Best For: Apps that have high price tags (ie. Evernote)
Pre Launch Marketing Tactics
You should go into pre launch marketing with the mindset of providing as much value as you can to your target audience. If you’ve used the JTBD framework effectively you should be ready to start brainstorming how you want to go about this.
Here are ten pre launch marketing tactics to get you started:
Now that you have a solid foundation you can map out your official marketing plan. What social media platforms will you be using? How many website visitors do you need? When will your Google ads start running and when will they end?
Consider the RACE Planning system to use your marketing budget, efforts and time efficiently and effectively.
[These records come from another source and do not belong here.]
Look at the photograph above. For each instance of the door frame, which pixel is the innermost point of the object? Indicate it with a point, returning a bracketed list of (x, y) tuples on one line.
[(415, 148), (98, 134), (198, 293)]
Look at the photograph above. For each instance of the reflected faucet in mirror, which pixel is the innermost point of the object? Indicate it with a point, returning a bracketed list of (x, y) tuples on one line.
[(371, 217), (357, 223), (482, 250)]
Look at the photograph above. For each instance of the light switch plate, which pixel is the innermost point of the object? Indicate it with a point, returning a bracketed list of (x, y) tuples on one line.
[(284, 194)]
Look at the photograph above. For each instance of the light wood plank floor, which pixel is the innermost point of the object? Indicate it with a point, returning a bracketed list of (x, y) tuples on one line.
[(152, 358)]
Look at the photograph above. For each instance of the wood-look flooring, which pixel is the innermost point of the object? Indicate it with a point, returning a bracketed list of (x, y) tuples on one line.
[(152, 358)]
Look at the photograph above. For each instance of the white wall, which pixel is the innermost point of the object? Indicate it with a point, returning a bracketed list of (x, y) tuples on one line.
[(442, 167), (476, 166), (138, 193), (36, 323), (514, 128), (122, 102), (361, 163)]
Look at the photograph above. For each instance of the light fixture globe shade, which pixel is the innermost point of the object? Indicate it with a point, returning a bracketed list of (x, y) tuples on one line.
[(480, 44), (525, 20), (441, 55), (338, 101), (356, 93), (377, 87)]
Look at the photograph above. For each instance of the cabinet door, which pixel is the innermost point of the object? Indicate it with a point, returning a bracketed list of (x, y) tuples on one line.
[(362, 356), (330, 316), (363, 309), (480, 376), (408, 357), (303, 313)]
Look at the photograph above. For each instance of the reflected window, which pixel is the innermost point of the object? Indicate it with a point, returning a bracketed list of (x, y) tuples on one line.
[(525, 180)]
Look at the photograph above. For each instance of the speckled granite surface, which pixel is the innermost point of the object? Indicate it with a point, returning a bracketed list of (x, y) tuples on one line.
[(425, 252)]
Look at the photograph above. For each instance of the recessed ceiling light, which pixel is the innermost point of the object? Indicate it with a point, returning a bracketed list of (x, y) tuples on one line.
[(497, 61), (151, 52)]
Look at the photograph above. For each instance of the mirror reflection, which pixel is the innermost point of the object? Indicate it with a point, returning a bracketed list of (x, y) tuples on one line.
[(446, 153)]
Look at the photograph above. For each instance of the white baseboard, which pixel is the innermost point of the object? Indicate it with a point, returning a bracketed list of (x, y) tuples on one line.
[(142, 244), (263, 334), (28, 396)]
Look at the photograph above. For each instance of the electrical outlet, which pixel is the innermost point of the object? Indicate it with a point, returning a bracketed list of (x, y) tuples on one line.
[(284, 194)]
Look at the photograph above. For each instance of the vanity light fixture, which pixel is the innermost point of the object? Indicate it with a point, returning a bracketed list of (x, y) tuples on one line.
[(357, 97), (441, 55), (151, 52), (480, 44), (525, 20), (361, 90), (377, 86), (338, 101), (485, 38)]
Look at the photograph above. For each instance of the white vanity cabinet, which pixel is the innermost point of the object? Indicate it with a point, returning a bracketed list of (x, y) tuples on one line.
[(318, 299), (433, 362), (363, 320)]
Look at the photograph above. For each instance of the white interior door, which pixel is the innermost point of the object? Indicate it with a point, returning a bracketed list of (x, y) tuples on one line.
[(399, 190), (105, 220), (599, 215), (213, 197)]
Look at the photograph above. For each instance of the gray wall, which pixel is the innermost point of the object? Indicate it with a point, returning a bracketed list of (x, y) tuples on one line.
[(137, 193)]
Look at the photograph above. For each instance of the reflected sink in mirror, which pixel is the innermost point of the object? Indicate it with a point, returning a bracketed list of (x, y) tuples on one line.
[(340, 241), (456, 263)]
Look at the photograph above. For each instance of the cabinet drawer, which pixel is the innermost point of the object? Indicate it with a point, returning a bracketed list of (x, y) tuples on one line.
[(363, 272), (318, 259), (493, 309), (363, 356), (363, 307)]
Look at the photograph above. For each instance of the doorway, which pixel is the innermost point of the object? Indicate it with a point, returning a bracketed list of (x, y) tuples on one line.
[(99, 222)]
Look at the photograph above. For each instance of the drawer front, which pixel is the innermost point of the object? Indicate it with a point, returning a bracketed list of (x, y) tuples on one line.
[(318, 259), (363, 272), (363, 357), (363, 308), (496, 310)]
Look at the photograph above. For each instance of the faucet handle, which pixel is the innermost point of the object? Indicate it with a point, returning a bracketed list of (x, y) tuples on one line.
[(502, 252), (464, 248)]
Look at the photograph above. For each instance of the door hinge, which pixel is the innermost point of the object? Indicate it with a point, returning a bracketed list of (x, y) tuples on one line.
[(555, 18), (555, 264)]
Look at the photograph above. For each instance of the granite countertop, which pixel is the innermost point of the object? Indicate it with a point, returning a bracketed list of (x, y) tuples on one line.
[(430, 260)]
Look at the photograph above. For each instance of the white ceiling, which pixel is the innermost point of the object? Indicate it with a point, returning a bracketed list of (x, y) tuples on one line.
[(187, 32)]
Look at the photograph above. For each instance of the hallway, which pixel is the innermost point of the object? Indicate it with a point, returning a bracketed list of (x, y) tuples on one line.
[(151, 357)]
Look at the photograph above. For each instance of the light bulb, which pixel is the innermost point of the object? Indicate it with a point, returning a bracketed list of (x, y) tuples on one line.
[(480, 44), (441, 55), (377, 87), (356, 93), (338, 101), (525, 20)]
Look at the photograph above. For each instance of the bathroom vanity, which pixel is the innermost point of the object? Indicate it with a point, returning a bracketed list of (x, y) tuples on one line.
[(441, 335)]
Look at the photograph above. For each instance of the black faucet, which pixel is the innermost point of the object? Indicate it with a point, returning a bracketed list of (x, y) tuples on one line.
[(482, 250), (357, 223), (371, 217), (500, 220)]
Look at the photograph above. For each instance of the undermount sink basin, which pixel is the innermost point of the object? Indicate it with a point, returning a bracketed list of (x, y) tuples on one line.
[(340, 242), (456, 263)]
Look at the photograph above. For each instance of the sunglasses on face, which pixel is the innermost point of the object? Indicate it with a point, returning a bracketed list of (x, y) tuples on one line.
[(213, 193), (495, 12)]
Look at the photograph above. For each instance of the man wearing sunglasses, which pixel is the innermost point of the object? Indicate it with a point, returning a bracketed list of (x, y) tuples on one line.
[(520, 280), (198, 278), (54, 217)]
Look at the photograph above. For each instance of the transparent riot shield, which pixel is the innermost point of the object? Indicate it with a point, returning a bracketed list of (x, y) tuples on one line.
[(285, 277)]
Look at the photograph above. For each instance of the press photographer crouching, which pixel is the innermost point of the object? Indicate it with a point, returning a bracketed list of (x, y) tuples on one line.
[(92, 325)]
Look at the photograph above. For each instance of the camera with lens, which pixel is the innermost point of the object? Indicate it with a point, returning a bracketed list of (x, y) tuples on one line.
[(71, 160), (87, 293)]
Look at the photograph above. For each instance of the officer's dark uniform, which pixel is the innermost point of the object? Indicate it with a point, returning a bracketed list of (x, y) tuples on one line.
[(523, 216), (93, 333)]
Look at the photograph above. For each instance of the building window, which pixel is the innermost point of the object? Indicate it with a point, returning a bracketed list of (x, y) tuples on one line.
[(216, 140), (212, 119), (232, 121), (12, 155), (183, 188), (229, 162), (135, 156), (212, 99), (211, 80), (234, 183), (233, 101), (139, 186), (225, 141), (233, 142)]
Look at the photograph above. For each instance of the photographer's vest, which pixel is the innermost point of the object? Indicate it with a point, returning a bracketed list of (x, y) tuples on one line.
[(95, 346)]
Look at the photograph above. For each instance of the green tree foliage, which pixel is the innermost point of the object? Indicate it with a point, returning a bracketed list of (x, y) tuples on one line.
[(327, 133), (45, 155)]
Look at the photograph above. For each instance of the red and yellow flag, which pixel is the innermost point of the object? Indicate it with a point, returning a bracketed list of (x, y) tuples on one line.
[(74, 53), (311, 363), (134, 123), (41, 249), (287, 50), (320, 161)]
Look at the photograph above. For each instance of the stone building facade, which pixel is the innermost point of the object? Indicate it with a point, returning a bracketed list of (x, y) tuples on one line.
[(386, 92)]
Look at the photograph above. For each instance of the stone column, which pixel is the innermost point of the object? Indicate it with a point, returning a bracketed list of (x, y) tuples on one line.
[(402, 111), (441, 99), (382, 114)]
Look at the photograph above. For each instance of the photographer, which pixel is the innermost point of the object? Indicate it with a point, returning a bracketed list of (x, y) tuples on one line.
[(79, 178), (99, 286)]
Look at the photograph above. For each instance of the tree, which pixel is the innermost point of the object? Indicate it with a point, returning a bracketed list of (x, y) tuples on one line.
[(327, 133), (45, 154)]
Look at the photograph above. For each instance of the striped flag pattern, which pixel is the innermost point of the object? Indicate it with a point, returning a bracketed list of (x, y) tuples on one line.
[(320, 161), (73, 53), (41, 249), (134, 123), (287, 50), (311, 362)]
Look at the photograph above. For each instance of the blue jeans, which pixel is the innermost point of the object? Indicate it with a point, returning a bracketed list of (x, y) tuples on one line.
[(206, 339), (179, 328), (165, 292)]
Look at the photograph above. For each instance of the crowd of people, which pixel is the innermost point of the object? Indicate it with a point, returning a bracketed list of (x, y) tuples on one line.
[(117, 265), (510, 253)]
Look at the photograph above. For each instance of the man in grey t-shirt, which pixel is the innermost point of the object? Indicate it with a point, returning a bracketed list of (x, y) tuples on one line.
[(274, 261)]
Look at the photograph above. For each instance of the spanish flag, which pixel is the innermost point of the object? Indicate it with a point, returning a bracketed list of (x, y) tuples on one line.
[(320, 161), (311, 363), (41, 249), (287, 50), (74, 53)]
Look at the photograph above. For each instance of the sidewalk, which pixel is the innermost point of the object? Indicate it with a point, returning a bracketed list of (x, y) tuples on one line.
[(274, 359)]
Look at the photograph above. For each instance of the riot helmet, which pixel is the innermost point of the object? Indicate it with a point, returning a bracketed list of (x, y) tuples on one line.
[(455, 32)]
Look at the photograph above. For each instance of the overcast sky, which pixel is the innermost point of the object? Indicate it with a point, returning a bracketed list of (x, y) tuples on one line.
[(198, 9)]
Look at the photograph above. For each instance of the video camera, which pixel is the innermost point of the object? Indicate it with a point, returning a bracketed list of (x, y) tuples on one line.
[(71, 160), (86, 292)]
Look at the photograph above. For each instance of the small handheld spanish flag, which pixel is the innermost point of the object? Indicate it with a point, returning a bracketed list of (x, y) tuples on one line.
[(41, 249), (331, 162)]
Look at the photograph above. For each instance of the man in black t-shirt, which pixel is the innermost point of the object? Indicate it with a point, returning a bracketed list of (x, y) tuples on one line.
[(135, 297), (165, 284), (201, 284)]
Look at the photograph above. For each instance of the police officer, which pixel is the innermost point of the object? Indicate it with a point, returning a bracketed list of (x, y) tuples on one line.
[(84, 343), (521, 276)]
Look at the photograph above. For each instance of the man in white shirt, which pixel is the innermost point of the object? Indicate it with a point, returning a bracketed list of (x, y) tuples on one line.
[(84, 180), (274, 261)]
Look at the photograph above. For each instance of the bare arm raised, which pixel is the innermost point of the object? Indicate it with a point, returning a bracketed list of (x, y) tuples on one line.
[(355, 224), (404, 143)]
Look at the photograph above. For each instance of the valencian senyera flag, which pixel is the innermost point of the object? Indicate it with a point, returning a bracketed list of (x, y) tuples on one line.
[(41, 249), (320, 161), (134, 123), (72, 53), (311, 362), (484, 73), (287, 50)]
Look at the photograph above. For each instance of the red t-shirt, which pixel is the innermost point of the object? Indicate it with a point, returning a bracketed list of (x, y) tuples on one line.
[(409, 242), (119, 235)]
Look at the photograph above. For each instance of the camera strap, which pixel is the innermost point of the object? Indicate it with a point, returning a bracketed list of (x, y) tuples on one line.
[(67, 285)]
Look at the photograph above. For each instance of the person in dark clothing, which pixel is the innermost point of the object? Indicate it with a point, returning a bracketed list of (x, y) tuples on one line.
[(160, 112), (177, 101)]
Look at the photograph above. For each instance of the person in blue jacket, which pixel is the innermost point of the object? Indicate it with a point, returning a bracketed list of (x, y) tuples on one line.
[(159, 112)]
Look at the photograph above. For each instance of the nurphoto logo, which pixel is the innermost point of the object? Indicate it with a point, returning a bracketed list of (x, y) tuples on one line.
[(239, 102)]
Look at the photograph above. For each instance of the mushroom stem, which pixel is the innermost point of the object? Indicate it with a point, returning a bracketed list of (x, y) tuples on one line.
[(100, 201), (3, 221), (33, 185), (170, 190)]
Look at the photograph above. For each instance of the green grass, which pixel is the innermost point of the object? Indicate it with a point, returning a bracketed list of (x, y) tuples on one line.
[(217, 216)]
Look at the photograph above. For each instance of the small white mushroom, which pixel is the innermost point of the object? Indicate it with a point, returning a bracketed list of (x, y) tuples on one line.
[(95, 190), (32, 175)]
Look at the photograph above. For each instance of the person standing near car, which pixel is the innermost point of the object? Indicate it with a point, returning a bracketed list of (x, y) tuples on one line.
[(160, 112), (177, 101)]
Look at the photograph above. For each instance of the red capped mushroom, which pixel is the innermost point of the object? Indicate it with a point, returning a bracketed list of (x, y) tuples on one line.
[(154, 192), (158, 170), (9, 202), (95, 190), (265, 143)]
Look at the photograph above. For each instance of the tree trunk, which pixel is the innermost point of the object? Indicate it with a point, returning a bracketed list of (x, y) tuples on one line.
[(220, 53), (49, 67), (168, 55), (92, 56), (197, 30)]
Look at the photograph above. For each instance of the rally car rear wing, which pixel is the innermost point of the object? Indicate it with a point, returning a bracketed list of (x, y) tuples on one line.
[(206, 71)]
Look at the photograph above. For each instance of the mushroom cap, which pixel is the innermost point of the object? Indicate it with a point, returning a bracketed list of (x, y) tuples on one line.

The RACE mnemonic summarises the key online marketing activities that need to be managed as part of digital marketing. RACE covers the full customer lifecycle or marketing funnel from Planning, Reaching, Acting, Converting and Engaging.
There’s a popular saying among marketers that says “50% of my ad budget is wasted, I just don’t know which 50%”. When you’re a startup with limited resources this can be a big problem, you can’t waste 10% of your ad budget, let alone 50%. The RACE framework helps you make sure that each of the tactics you will be using is for a reason, working towards a bigger goal. You can read more about this framework here.
In attempts to waste the least amount of resources as possible, make sure you can answer all of these questions for each campaign that you are running.
Goals: What exactly do you want to accomplish from running this campaign?
Audience Segment: What group of people will you be targeting?
Budget: How much is your total budget? How much are you allocating to each marketing tactic?
Timeline: When is the start and end date?
Channels: Which channels will you focus on? Why?
Marketing Tactics: What activities will you focus on that will best help you achieve my goals?
Keep Testing: It’s impossible to know for certain what’s going to work and what isn’t. Try out different ideas and strategies on a small scale, measure the outcomes, and invest more time and resources into the more effective tactics.
Measure what Matters: It is very important that you build in systems that allow you measure the effectiveness of your different marketing activities. However, you need to make sure you are only looking at what’s important. It’s great if 10,000 people watch your promo video, but if your goal is lead generation and you didn’t capture any emails then it doesn’t matter.
Start Early: Marketing works over longer periods of time. The more someone hears or learns about your app the greater the chance they will download it. Also, don’t worry about other people stealing your idea, it just validates the fact that you’re on the right track. If you can build up a large fanbase eager to use your app, you will have a huge advantage over any potential competitor.